Despite a large number of publications on this subject, the pathophysiological mechanisms
involved in atrial fibrillation (AF) onset and recurrence are uncertain. Moreover,
though several thrombo-embolic and bleeding prediction [1] scores for AF patients
have been developed, their performance is still limited [2]. Taken together, these
facts suggest that we are still missing a global theory of atrial fibrillation pathophysiology
(or at least some parts of it).
A better understanding of AF pathophysiology could come from the integration of all
the cardiac environment modulators, including “Coumel triangle” components [3]. Indeed,
apart from the pulmonary vein triggers that have been extensively studied [4], the
relationship between other triggers (inflammation as in acute AF [5,6,7], stable coronary
artery disease [8], or post-operative AF [9]), the modulator (mainly autonomic nervous
system dysregulation [10]) and substrate alterations (fibrosis but also changes in
the conduction properties of the atrial cells even in the absence of a quantifiable
“scar” [11]) have been recently brought to light by several papers [12,13]. The interplay
between cardiovascular risk factors, mainly high blood pressure [14] and obesity [6],
atrial epicardial fat, and atrial ganglionated plexi [15], is complex and critical
for the understanding of AF, but also in the search for new treatments. In this regard,
a particular focus should be placed on the new anti-diabetic therapies (SGLT-2 inhibitors
[16] and GLP-1 receptor agonists [17]) that have not only proven a benefit for major
cardiovascular events (MACE) occurrence but also a decrease in AF burden. These treatments
do not act so much as glycemia regulators, as Hb1Ac is usually only slightly decreased,
but on the complex metabolic pathways involved in diabetic cardiomyopathy and possibly
also in metabolic syndrome patients without diabetes. Thus, a fascinating field of
research is open for the characterization of the metabolism’s role in AF onset and
persistence and perhaps also as a therapeutic target, as suggested by the major results
obtained through weight loss in obese patients suffering from AF [18].

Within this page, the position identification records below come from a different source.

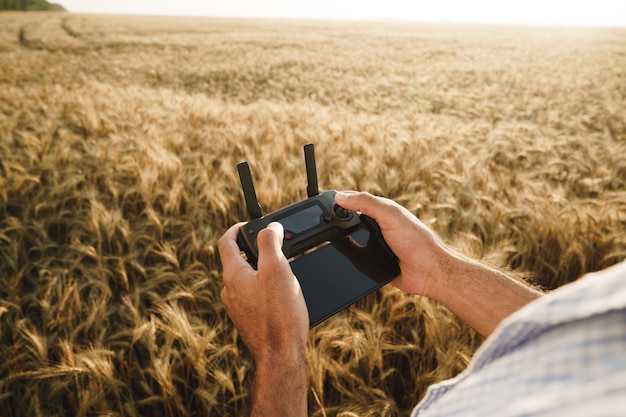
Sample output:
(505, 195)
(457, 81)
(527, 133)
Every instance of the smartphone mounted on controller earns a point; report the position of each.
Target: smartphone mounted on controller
(337, 255)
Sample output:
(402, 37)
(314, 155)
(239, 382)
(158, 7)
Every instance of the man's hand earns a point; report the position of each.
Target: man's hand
(419, 250)
(480, 295)
(268, 309)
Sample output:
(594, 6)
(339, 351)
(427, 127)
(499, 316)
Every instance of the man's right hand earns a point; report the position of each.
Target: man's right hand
(479, 294)
(420, 251)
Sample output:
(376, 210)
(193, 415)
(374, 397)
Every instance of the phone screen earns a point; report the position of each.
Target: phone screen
(336, 275)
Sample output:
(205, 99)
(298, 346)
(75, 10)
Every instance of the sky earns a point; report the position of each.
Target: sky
(530, 12)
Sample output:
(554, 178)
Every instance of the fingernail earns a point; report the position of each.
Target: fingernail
(341, 196)
(276, 226)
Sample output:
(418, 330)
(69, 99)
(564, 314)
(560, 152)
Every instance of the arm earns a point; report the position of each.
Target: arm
(480, 295)
(268, 309)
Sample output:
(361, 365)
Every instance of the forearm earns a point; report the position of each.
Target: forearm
(279, 387)
(480, 295)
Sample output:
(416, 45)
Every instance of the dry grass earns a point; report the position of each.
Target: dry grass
(118, 143)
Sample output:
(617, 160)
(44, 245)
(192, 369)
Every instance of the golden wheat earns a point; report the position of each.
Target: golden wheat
(118, 143)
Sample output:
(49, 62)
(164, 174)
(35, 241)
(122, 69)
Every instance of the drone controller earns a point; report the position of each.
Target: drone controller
(356, 262)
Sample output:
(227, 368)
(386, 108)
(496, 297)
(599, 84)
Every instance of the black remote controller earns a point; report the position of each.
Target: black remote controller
(306, 224)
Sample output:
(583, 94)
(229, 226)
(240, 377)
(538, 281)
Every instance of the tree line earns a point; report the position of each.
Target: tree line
(27, 5)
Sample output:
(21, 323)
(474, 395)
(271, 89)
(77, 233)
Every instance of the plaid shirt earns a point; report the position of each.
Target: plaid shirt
(561, 355)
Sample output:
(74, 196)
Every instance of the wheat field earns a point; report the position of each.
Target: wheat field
(119, 138)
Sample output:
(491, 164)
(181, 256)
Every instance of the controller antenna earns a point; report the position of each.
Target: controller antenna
(312, 188)
(254, 208)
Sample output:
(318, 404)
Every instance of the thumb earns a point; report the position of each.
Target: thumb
(366, 203)
(270, 242)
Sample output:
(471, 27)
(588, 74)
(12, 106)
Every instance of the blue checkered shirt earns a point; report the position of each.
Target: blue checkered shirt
(561, 355)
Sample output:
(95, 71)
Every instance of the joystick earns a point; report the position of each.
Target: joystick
(333, 276)
(307, 223)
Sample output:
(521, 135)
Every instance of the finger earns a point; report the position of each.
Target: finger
(230, 254)
(378, 208)
(270, 242)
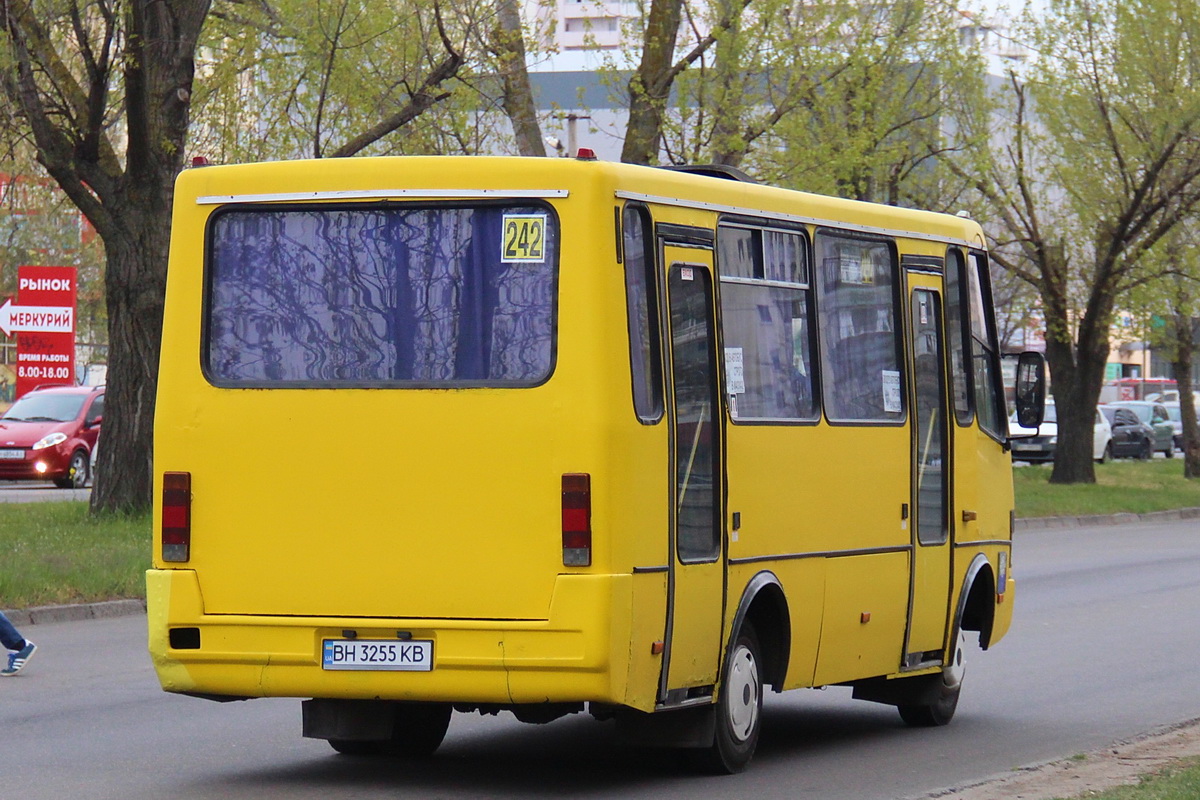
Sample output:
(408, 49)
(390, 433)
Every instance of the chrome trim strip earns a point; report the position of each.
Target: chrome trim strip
(383, 194)
(827, 554)
(789, 217)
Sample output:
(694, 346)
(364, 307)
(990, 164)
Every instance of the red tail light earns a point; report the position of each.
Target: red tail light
(177, 516)
(576, 519)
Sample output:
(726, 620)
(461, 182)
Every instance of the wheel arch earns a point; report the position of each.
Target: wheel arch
(765, 606)
(977, 601)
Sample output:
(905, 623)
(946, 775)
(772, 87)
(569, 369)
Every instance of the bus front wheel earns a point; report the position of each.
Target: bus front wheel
(939, 709)
(738, 708)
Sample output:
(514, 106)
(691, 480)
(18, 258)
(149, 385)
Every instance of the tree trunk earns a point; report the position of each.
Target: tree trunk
(160, 67)
(1185, 348)
(517, 100)
(1077, 374)
(135, 288)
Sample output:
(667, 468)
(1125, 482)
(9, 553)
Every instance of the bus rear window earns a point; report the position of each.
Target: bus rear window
(382, 296)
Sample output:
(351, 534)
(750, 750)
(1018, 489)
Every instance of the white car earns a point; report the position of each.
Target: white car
(1039, 445)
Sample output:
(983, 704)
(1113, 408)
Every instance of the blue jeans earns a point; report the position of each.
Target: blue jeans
(9, 636)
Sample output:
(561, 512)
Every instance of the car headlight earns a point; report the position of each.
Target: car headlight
(49, 440)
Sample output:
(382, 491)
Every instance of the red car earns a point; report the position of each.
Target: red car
(48, 435)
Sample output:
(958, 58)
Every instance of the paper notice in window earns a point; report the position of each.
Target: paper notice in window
(735, 378)
(892, 391)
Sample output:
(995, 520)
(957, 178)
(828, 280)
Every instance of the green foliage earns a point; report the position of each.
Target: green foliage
(303, 78)
(57, 553)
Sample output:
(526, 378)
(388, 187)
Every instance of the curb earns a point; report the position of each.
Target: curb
(1055, 523)
(108, 609)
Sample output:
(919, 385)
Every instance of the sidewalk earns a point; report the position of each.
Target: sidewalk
(1049, 523)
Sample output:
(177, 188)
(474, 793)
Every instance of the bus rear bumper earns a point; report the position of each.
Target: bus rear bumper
(579, 654)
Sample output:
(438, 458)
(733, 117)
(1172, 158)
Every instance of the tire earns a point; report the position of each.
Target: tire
(738, 708)
(418, 732)
(77, 474)
(940, 711)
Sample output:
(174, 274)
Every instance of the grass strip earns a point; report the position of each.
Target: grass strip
(1123, 486)
(1180, 781)
(54, 553)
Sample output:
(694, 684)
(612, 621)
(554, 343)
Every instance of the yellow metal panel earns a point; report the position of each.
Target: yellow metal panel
(864, 619)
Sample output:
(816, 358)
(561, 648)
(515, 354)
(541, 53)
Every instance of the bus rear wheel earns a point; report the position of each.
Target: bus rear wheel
(418, 731)
(940, 710)
(738, 708)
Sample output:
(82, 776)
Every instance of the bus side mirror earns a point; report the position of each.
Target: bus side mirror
(1031, 389)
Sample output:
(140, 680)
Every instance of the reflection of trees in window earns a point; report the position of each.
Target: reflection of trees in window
(367, 295)
(765, 317)
(641, 301)
(861, 368)
(984, 352)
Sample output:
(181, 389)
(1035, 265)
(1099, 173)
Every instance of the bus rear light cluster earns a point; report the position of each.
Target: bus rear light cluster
(576, 519)
(177, 516)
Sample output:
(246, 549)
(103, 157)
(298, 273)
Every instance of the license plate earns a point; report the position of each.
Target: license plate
(414, 655)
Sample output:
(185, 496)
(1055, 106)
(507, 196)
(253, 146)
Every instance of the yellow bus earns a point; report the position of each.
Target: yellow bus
(547, 435)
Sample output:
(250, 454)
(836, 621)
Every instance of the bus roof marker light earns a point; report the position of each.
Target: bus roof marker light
(576, 519)
(177, 516)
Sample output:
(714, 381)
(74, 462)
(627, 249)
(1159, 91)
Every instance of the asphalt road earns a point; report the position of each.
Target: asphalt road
(1103, 648)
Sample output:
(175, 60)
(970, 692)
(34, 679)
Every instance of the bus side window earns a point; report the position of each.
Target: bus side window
(984, 352)
(958, 336)
(642, 306)
(859, 337)
(766, 318)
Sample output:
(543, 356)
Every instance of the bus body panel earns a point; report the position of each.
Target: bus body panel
(435, 512)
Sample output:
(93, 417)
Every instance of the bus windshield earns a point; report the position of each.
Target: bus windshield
(382, 295)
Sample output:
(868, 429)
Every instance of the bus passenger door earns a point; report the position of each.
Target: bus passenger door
(931, 470)
(696, 575)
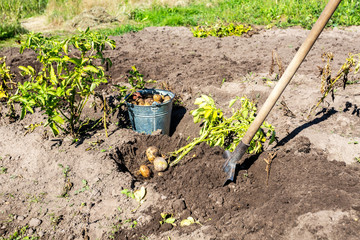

In the past few years, the concept of atrial cardiopathy has emerged as a promising
lead to connect AF to stroke, heart failure, and inflammatory processes; indeed, all
of the mechanisms associated with atrial remodeling and the development of atrial
cardiopathy are also likely to promote the development of AF [19]. An international
expert consensus defined atrial cardiopathy as “any complex of structural, architectural,
contractile, or electrophysiological changes affecting the atria with the potential
to produce clinically-relevant manifestations” [20]. This recent concept suggests
that the real trigger of stroke may be an abnormal atrial substrate rather than the
atrial rhythm itself. Indeed, evidence from studies analyzing the data obtained from
implantable cardiac devices has recently demonstrated that there is no temporal correlation
between AF and stroke [21]. This finding is in line with current thinking on the pathophysiology
of the relationship between AF and cardioembolic stroke [22]: AF seems to be more
of a risk marker than the cardioembolic risk vector itself. It is, therefore, only
a symptom of underlying atrial cardiomyopathy, which, even in sinus rhythm, increases
thromboembolic risk. For now, however, the lack of a clinically validated definition
of atrial cardiopathy limits its clinical applications and the reproducibility of
the results obtained using these various definitions. Indeed, several clinical, electrocardiographic,
biological, and imaging markers [23] have been suggested [24], but few of them have
been correlated to atrial tissue abnormalities as defined by the international expert
consensus [20].
The aim of this Special Issue is to gather basic research, as well as pathophysiological
and epidemiological papers, focused on the relationship between atrial substrate and
atrial fibrillation onset, recurrence, and outcomes.